Confidence, Competence and Employer Expectations

Confidence, Competence and Employer Expectations supports I 2.6. For dental nurses this means recognising that direct access services still require appropriate training, confidence and workplace support.
Team working is a safety system: know roles, respect scope, communicate clearly and protect colleagues who raise concerns.
In practice this shows up in ordinary moments: a patient who seems uncertain, a receptionist asking for guidance, a dentist moving quickly, a trainee needing feedback, a digital message, a handover, or a colleague worried about raising a concern. Interpersonal skill is the ability to respond with care, clarity and professional judgement.
Practical markers
- Notice: what the patient, colleague, situation or system is signalling.
- Choose: a communication method, team route or escalation step suited to the context.

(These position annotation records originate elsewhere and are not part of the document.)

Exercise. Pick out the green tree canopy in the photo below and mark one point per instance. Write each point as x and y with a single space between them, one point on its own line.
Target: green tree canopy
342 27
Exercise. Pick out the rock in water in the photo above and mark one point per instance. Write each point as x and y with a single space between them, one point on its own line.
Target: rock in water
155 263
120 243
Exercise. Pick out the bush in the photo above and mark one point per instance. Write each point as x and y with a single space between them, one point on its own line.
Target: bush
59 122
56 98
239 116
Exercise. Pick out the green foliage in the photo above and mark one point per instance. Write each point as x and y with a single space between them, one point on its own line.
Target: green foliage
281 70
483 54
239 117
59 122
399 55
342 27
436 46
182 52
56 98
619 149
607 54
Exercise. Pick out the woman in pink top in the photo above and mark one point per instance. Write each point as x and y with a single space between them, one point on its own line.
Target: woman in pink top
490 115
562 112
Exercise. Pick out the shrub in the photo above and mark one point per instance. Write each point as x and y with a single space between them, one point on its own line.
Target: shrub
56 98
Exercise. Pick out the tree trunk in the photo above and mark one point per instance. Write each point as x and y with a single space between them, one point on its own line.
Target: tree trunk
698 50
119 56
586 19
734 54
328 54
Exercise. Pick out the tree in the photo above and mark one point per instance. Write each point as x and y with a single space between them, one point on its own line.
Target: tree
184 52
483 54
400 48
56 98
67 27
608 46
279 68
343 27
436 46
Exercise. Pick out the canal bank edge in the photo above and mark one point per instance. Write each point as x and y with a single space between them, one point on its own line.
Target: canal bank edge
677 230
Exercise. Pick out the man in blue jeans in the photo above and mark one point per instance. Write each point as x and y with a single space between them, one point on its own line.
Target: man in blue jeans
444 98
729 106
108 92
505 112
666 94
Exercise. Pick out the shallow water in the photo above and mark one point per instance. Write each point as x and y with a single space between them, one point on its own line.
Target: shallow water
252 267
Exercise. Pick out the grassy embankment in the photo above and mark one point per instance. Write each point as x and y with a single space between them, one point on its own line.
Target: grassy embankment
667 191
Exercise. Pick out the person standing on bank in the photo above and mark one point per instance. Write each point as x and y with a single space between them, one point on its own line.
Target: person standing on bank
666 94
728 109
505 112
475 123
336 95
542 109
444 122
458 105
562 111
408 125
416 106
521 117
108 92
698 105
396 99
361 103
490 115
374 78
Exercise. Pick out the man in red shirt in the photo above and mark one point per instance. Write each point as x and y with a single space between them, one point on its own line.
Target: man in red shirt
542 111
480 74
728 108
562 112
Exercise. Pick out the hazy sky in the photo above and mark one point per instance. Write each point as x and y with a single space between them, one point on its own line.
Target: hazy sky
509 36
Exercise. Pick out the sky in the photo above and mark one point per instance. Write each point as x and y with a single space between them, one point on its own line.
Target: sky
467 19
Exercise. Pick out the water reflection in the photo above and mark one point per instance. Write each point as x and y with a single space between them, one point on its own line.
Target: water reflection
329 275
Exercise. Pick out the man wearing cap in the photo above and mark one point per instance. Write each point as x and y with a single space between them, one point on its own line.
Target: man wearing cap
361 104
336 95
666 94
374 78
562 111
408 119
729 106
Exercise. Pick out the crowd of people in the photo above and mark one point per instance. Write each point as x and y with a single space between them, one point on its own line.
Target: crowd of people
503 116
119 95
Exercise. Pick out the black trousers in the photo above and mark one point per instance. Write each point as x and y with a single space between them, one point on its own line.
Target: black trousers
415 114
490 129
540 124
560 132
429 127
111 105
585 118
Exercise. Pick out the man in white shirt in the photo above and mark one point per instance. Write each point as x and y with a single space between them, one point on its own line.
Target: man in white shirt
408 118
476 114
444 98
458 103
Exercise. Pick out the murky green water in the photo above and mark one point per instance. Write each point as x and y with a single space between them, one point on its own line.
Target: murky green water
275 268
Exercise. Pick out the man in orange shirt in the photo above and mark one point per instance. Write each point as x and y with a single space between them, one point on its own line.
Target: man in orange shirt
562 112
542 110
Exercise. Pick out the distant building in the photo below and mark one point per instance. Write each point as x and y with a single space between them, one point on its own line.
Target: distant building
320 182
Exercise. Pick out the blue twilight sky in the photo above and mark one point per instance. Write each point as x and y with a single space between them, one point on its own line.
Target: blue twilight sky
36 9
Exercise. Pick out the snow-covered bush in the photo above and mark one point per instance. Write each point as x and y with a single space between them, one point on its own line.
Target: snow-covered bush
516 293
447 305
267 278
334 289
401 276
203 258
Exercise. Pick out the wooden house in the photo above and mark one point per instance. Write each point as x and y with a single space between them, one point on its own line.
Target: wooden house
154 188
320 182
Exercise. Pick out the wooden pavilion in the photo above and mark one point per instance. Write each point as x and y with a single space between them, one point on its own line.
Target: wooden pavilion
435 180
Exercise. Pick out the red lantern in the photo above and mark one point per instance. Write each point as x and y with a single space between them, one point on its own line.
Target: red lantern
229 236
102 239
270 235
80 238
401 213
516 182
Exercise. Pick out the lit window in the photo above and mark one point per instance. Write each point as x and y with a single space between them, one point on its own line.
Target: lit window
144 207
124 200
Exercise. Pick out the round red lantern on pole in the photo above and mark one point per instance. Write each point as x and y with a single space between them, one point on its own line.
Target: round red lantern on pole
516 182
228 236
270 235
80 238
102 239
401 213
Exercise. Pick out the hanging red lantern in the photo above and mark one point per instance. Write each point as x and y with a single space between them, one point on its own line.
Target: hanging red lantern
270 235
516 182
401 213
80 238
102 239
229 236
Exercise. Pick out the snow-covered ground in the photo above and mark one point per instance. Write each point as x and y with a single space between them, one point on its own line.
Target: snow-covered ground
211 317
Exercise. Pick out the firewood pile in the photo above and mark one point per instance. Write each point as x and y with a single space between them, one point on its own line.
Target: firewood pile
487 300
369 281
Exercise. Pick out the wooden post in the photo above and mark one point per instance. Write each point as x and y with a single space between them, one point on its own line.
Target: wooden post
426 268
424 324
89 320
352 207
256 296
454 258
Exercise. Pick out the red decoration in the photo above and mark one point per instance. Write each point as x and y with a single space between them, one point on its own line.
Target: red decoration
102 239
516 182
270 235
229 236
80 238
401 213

- Respect: role boundaries, confidentiality, dignity, cultural needs and emotional impact.
- Check: understanding, responsibility, handover and whether the next person has the information they need.
- Follow up: record actions, provide feedback, seek supervision, discuss in team meetings or raise a concern if needed.
Useful language can be simple: "Can we pause and check whose role this is, so the patient gets the right support?" The wording is calm and professional and gives the team a clear reason to pause, clarify or escalate.
The impact of Direct Access on registrant groups and the application of each group's scope of practice helps dental nurses protect patient dignity, team trust and safe care.